In fact, based purely on what is written in the Second Amendment, there's no reason a bearded Jihadi, fresh off the plane from Yemen, could not walk through Boston's Logan International Airport with a fully loaded rocket-propelled grenade on his shoulder, the safety off, chanting the first sura of the Koran, while his travel companion screams "death to American running dogs and especially their children!"

Of course, no one actually reads the Second Amendment in that kind of unrestrained way. 

No one.  Not even the National Rifle Association.

It turns out that everyone agrees that whatever the Founding Fathers (and their mothers) intended, it was not to allow foreign nationals fresh off the boat from another country (or domestic terrorists fresh from church sermons and cross-burnings) to walk through our crowded public airports with loaded rocket-propelled grenades on their shoulders.

There's a time, place, and manner for all things, and never mind if that time, place and manner is not spelled out too clearly in the Second Amendment of the United States Constitution.

The Supreme Court has been quite clear that while there is an individual right to own a gun, there is not a right to own any gun, anywhere, under any circumstances. 

Time, place and manner.  The Second Amendment is about an individual but constrained right, and has been since we put limits on machine guns and sawed-off shotguns almost 100 years ago.  There is no honest disagreement on this point, from what I can see.

But even if we agree that the Second Amendment right to bear arms is an individual constrained right, does that mean it needs to be unnecessarily constrained? 

Is it too much to ask that we use common sense and reason at least once in a while? 

For example, should the constraints we put on the Second Amendment include knives?

Knives? 

Yep, knives.

Not only do these laws exist, but they are also quite common. 

For example, last summer Manhattan District Attorney Cyrus R. Vance, Jr., launched "a major initiative" to reduce the number of "illegal knives" on the streets of New York. 

And just look at the criminal knife dealers he decided to go after!

District Attorney Vance’s investigation led many of the sellers, including Home Depot, Eastern Mountain Sports, Paragon Sports, and four others, to enter into deferred prosecution agreements.
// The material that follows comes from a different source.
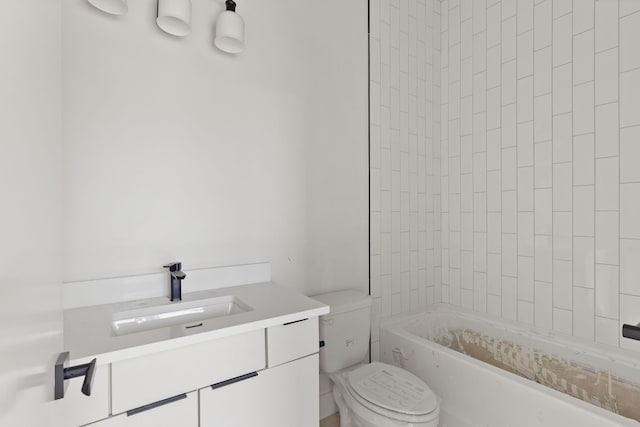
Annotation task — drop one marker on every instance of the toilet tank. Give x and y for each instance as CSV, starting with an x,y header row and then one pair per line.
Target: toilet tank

The agreements require the companies to turn over all profits from the sale of such knives during the past 4-year period, totaling nearly $1.9 million to date, and to finance a campaign to educate the public about illegal knives

Home Depot? Eastern Mountain Sports?  Paragon Sports? 

These are the criminal arms traffickers that the District Attorrney in New York is going after?  Gimme a break!

Hey Cyrus, don't you know you can make a perfectly good shotgun out of the stuff you can get at any HomeDepot -- a piece of plumbing pipe, a staple gun, and a barrel-bolt hasp lock? You gonna ban those too?

Sadly, this is one more case of over-zealous legislators and law enforcement personnel checking their brains at the door when it comes to the roots of violence.

But wait.... it gets better.

Guess what originally inspired this national ban on gravity knives and switch blades? 

Wait for it.... wait for it... it was a New York city dance musical based on Romeo and Juliet!

A dance musical? Yep, a freaking ballet in the alley!

It seems that when Westside Story came out, all the over-educated white folks with too much money and not enough common sense got terrified that the knife-wielding Puerto Ricans depicted in the play would charge over from Spanish Halem and rob them as they made their way to their limos late at night.

Unbelievable.

Of course to every stupid action there is an equal and opposite stupid reaction, and so now we have.... wait for it ... wait for it .... a new organization called "Knife Rights Inc."

"Knife Rights" is an advocacy group based in Arizona whose founder was ... wait for it... wait for it ... was once mugged at knife point in New York City!

Yahoo!     God bless America.  You couldn't make this stuff up.

1 comment:

Moochies Mother said...

Why not outlaw box cutters? That was the initial weapon of choice when they took out the WTC. The second weapon was airplanes. They aren't outlawed but they sure make us suffer because al-Qaeda used them.